In the January 27, 2003 special meeting, the members voted to remove him as
President because of his serious violations of fundamental rules and
procedures in the disbursement and use of funds as revealed by the special
audit.
The petitioner brought his suit for injunction and damages in the RTC, with
prayer for the issuance of a temporary restraining order against the Board of
Trustees. He alleged that:
1. He was relieved as President without valid grounds despite his fiveyear term by the Board of Trustees;
2. that the Board of Trustees had thereby acted in bad faith; and

3. That his being denied ample and reasonable time to present his
evidence deprived him of his right to due process.
The respondents denied the allegations of the petitioner, and claimed that
petitioner had been validly removed for cause and was given the opportunity to
be heard in his defense.
Trial Court: granted the TRO
Court of Appeals: reversed the RTC decision
Issue :
Whether or not petitioner has a vested right in office
Held:
In AUPs case, its amended By-Laws provided the term of the members of the
Board of Trustees, and the period within which to elect the officers, thusly:

Board of Trustees
Section 1. At the first meeting of the members of the
corporation, and thereafter every two years, a Board of Trustees
shall be elected. It shall be composed of fifteen members in good
and regular standing in the Seventh-day Adventist denomination,
each of whom shall hold his office for a term of two years, or
until his successor has been elected and qualified. If a trustee
ceases at any time to be a member in good and regular standing in
the Seventh-day Adventist denomination, he shall thereby cease to
be a trustee.
Officers
Section 1. Election of officers. At their organization
meeting, the members of the Board of Trustees shall elect from
among themselves a Chairman, a Vice-Chairman, a President, a
Secretary, a Business Manager, and a Treasurer. The same persons
may hold and perform the duties of more than one office, provided
they are not incompatible with each other.

In light of foregoing, the members of the Board of Trustees were to serve a


term of office of only two years; and the officers, who included the President,
were to be elected from among the members of the Board of Trustees during
their organizational meeting, which was held during the election of the Board of
Trustees every two years.

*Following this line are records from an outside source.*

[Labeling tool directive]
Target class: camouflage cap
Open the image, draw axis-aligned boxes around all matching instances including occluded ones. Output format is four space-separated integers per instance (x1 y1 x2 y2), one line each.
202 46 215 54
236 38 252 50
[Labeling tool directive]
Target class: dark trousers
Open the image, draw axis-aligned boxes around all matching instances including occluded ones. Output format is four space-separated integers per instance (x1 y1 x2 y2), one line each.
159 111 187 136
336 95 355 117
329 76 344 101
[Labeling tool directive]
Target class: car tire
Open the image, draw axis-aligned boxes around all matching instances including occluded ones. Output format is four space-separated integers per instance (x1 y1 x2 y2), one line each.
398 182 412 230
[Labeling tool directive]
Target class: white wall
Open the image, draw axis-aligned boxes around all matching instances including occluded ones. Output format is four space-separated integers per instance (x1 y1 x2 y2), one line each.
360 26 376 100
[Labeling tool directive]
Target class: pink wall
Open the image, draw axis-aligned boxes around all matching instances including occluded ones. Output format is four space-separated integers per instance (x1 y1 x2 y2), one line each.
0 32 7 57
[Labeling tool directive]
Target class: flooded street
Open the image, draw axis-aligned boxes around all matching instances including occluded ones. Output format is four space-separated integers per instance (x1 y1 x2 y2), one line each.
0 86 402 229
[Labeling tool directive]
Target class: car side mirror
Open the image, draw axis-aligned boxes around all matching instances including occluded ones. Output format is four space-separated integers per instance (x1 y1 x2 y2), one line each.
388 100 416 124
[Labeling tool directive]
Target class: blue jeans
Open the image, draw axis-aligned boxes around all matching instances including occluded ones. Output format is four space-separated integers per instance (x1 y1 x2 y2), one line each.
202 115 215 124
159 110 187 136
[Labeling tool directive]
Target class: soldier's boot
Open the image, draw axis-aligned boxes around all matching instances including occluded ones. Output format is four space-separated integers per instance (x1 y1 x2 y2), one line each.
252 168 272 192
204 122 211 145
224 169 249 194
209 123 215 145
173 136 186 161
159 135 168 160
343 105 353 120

Naturally, the officers, including the President, were
to exercise the powers vested by Section 2 of the amended By-Laws for a term
of only two years, not five years.
Ineluctably, the petitioner, having assumed as President of AUP on January 23,
2001, could serve for only two years, or until January 22, 2003. By the time of
his removal for cause as President on January 27, 2003, he was already
occupying the office in a hold-over capacity, and could be removed at any time,
without cause, upon the election or appointment of his successor. His
insistence on holding on to the office was untenable, therefore, and with more
reason when one considers that his removal was due to the loss of confidence
on the part of the Board of Trustees.